At the time, I was just learning that my mother-in-law is extremely defensive and hated me as my husband’s non-native wife. So, I wasn’t aware that I would be attacked for trying to be helpful.

But I quickly learned. She gave me a VERY agitated look and replied: “My dear, I eat what I want how I want.” Then she very deliberately opened her mouth and dropped another entire shrimp into it tail and all. And proceeded to chomp on it and fake smile at me.

In her book, she really told me off. As you can imagine, I SURE FELT FOOLISH. (tee hee ha ha.)

Dads As Husbands–Please Stop, I’m Scared

Sunday, May 11th, 2008

Do you ever have moments when your parents do funny things, and suddenly you have flashbacks to when you were little and remember things…but you see them from the perspective of an adult, rather than a child?

I do that from time to time, and today, I had an epiphany that my Dad is a husband. Wow. My Dad did so many things that would KILL me if he were my husband, but that are SO FUNNY to me as his daughter. Some of my favorites:

1. He let my sister and I do pretty much anything we wanted.
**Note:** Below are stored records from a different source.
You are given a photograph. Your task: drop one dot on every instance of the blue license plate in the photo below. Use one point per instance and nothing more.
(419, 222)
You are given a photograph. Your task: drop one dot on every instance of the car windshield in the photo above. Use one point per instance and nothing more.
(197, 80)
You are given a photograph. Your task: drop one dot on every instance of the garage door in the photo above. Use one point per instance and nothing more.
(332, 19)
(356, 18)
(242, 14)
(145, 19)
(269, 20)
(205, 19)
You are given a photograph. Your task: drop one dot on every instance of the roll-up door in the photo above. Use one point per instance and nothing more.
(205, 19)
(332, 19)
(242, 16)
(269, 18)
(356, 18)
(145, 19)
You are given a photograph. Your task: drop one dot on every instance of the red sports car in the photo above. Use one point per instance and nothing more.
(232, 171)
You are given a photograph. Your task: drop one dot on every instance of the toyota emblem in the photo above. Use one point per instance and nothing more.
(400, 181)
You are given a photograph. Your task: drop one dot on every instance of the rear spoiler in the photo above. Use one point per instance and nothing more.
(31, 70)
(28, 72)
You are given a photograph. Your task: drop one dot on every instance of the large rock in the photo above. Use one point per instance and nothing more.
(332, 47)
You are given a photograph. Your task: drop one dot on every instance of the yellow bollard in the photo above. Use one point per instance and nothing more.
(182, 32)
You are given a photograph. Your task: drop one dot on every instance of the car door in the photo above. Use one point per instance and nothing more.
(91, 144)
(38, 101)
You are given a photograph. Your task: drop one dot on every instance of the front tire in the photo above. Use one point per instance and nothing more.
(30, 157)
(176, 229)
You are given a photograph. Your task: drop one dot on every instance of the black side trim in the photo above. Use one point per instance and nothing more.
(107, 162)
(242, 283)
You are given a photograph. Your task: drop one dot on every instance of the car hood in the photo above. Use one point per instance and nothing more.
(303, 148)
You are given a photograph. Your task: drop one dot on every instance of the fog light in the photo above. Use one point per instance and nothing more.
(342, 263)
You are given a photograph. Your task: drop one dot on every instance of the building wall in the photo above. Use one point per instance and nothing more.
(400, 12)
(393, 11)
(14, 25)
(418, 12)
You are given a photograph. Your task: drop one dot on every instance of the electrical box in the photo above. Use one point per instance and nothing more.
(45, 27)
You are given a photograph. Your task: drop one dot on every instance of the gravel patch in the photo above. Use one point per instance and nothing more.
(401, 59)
This included jumping on any furniture, pulling any items out of closets no matter what we needed to climb in order to reach them, and glue and tape “Christmas tree decorations” to any and all plants at his place. One of my fondest memories is standing on his WOODEN bar in his closet–the one for hanging clothes on–and jumping off of it onto his bed repeatedly. And of course jumping off his dresser onto his bed, but that’s less dangerous.

2. He would let us wear our pajamas ANYWHERE, and this was awesome, because my pajamas looked like a big bunny rabbit, and I do believe even had bunny rabbit ears and enclosed, bunny feet. Which of you got to wear THAT to McDonald’s? Ha. Thought so.

3. When he dressed us, this pretty much went like “Girls, get your clothes on.” My three year old sister didn’t know how to get herself dressed, but enjoyed trying. If she wasn’t in bunny pajamas, her clothes were upside down, backwards, or inside out. In public. Everywhere.

4. We were always overjoyed to go to Dad’s house because we loved hotdogs and chips. We knew we’d get to eat hotdogs and chips, because these were the only foods my dad had in his home. (Note: My parents were divorced, perhaps this should have been tramatic for me, but it was not, probably due to my young age and the fact that each of my parents was perfect about speaking highly of the other and still are.)

5. While in law school, my Dad got a roommate to save money. The roommate would leave Playboy magazines in the bathroom. My sister and I would gleefully look at them and draw “funny” pictures on them. My Dad did not catch onto this in any way.

It’s very interesting to think that my children will one day regard my husband in a similar way that I regard my father. The “he can do no wrong” and totally admiring child perspective.

I wonder how these stories sound to people who don’t know my father. Probably horrifying. But to people who know him, they are hilarious. (Uh, let me know if that seems unhealthy, and I’ll inform my family.) It’s hard to describe my father, but he is a wonderful and amazing man.